Take a stock 2006 TL and add the Comptech blower. Let us say the blower pulley spins the blower at 12,000 rpm when the engine is at 6,500 rpm and produces 5 psi of boost on a mechanical boost/vacuum gauge. Since the Eaton creates boost right off idle, chances are the boost stays at 5-psi for the entire acceleration rate of the engine.

So a stock 2006 TL, supercharged at 5-psi of boost.

Now you take that same car and port and polish the cylinder heads, add custom headers, high flow cats, and a high flowing exhaust system.

The boost pressure now reads 3-psi at WOT. Same blower pulley, same rpm, same everything. What happened?

You simply increased your thru put and thereby allowed more air to be moved through the engine after the supercharger.
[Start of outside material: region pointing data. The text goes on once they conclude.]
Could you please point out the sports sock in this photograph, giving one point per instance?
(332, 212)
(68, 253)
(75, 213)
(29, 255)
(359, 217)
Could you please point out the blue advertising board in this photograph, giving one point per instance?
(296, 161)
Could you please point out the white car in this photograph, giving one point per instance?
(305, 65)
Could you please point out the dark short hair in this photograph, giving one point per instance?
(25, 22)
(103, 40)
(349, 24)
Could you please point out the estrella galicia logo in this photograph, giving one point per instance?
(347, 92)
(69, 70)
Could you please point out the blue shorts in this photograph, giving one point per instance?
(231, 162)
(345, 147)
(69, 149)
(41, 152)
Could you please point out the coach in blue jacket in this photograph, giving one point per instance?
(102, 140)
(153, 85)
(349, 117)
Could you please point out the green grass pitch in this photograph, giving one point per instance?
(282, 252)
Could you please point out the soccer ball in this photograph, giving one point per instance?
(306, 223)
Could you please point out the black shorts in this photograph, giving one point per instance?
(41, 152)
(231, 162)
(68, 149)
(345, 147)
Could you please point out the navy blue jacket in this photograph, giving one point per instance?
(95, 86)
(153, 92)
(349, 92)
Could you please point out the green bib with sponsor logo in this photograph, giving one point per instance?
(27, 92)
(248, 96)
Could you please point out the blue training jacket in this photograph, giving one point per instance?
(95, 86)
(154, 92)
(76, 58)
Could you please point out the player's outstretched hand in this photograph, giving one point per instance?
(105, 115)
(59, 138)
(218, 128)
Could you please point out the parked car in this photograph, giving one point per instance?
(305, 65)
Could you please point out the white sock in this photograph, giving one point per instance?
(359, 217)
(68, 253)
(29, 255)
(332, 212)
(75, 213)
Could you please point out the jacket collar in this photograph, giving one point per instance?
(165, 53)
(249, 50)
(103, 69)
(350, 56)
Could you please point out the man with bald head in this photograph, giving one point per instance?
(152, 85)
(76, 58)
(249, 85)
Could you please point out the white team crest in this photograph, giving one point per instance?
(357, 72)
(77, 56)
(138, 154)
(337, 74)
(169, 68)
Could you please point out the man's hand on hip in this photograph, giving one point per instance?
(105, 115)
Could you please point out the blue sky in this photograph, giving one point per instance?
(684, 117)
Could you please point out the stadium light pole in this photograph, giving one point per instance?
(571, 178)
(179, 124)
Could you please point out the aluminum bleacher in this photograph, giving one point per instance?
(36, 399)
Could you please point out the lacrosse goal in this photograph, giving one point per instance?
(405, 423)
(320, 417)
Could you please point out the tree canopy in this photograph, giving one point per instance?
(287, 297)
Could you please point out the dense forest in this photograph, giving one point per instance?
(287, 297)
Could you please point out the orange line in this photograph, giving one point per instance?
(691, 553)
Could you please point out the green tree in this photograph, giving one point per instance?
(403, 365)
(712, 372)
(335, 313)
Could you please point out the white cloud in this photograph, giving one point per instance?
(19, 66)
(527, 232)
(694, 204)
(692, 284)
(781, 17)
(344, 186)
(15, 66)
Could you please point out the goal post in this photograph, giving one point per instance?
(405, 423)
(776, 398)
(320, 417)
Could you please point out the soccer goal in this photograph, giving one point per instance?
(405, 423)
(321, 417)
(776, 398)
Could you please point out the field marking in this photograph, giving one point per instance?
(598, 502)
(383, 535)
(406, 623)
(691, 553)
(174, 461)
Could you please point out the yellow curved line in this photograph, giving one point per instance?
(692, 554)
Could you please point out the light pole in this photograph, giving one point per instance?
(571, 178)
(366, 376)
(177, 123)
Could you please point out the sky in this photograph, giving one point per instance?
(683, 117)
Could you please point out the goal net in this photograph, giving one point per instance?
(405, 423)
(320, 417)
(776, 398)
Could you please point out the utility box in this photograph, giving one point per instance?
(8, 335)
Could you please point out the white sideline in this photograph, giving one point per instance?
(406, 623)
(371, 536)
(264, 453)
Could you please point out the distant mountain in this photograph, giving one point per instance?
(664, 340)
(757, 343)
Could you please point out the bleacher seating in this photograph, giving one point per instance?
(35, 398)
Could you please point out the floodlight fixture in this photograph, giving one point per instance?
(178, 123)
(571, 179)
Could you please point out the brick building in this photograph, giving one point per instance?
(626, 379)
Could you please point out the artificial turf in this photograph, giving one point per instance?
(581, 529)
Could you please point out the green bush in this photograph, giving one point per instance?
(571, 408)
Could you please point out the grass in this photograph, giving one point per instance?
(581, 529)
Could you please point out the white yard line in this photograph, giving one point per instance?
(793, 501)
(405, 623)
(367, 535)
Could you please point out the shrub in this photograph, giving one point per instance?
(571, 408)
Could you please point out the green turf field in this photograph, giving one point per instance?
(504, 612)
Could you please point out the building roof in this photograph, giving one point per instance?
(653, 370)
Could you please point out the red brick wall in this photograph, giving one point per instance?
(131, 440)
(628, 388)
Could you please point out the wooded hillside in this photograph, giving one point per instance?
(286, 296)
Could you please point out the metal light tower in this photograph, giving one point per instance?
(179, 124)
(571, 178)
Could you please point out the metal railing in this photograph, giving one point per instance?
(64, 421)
So less air is backing up on the gauge.

Did you make less power because you have less boost pressure. No, in fact if anything power went up...a good amount.

The reverse is also true, if you open the path or inlet to the supercharger (vacuum at the inlet of a positive displacement blower is critical), boost goes up.

Again, you don't want boost, you want flow and lots of it. The ideal hybrid roots blower spins the snot out of the supercharger but make little to no boost.